Classic Puzzle

Classic game of eight movable tiles in a 3 × 3 square with one missing. The rows are numbered from –1 to +1 from top to bottom; the columns are numbered – to +1 from left to right. That means that tile (0, 0) is in the center. The nine .png files, however, have numbers that are zero-based.

The original photo from the Wikipedia article was chopped into nine smaller pieces (of which eight are displayed) by a Unix shellscript using the Netpbm toolkit. You probably would rather chop it up using a different application.

The white background is one big View. The init method of the View (called by the loadView method of the view controller) creates eight smaller TileViews. Each TileView is derived from class UIImageView and holds a 100 × 100 UIImage. It also holds a row number and a column number (each in the range –1 to 1 inclusive) which change as the TileView is moved around. We saw class UIImage here, and will see class UIImageView here.

subclass of UIView is specialized for holding a
UILabel single-line String
UITextView multi-line String
UIImageView UIIimage

The View contains the row number and column number of the currently empty location. The View calls hitTest(_:withEvent:) to find out which subview (if any) was touched. The subview contains its own row and column number. If the subview is not landlocked, it animates into the empty location.

Source code in Puzzle.zip

  1. Class PuzzleAppDelegate
  2. Class ViewController. The loadView method creates the big white View.
  3. Class View
  4. Class TileView: the property userInteractionEnabled makes the TileView touch-sensitive.
  5. Images.xcassets, an Xcode asset catalog file. See America. Each imageset consists of only one image. The lower right image (22.png) is not used by this app.
    00.png 01.png 02.png
    10.png 11.png 12.png
    20.png 21.png 22.png

Create the project

America tells you how to add the image files to the project’s Images.xcassetts file.

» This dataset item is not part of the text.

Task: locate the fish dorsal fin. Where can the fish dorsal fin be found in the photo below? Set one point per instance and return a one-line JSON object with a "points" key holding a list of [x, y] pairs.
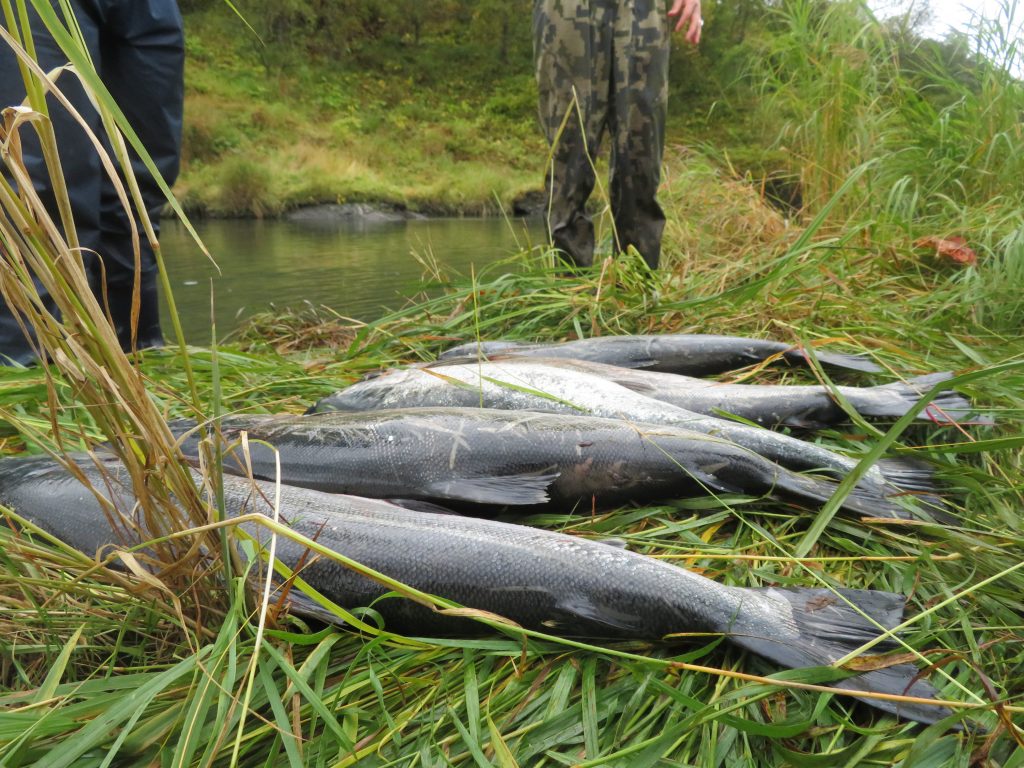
{"points": [[517, 489], [582, 606]]}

When creating class TileView, make it a subclass of class UIImageView:

Choose options for your new file:
Class: View
Subclass of: UIImageView

Things to try

  1. Rearrange the pieces randomly when the app is launched. Append the following code to the init(frame:) method of class View.
    		for var i = 0; i < 100; ++i {
    			//Pick a random number in the range 0 to 7 inclusive.
    			//Then convert the random number from UInt32 to plain old Int.
    			let r: Int = Int(arc4random_uniform(8));
    
    			//Pick a random TileView, i.e., one of the last 8 items in the
    			//subviews property of this View.
    			let tileView: TileView = subviews[subviews.count - 1 - r] as TileView;
    
    			tryToMoveTileView(tileView);
    		}
    
    Would it be more dramatic if we increase the duration of the animation?

  2. Count (and display) how many moves it takes the user to solve the puzzle. Rank the user:
    		String rank;
    		if nmoves < 10 {
    			rank = "genius";
    		} else if nmoves < 20 {
    			rank = "brighter than average";
    		} else //etc.
    

  3. Punish the user with a beep if he or she touches a TileView that cannot move.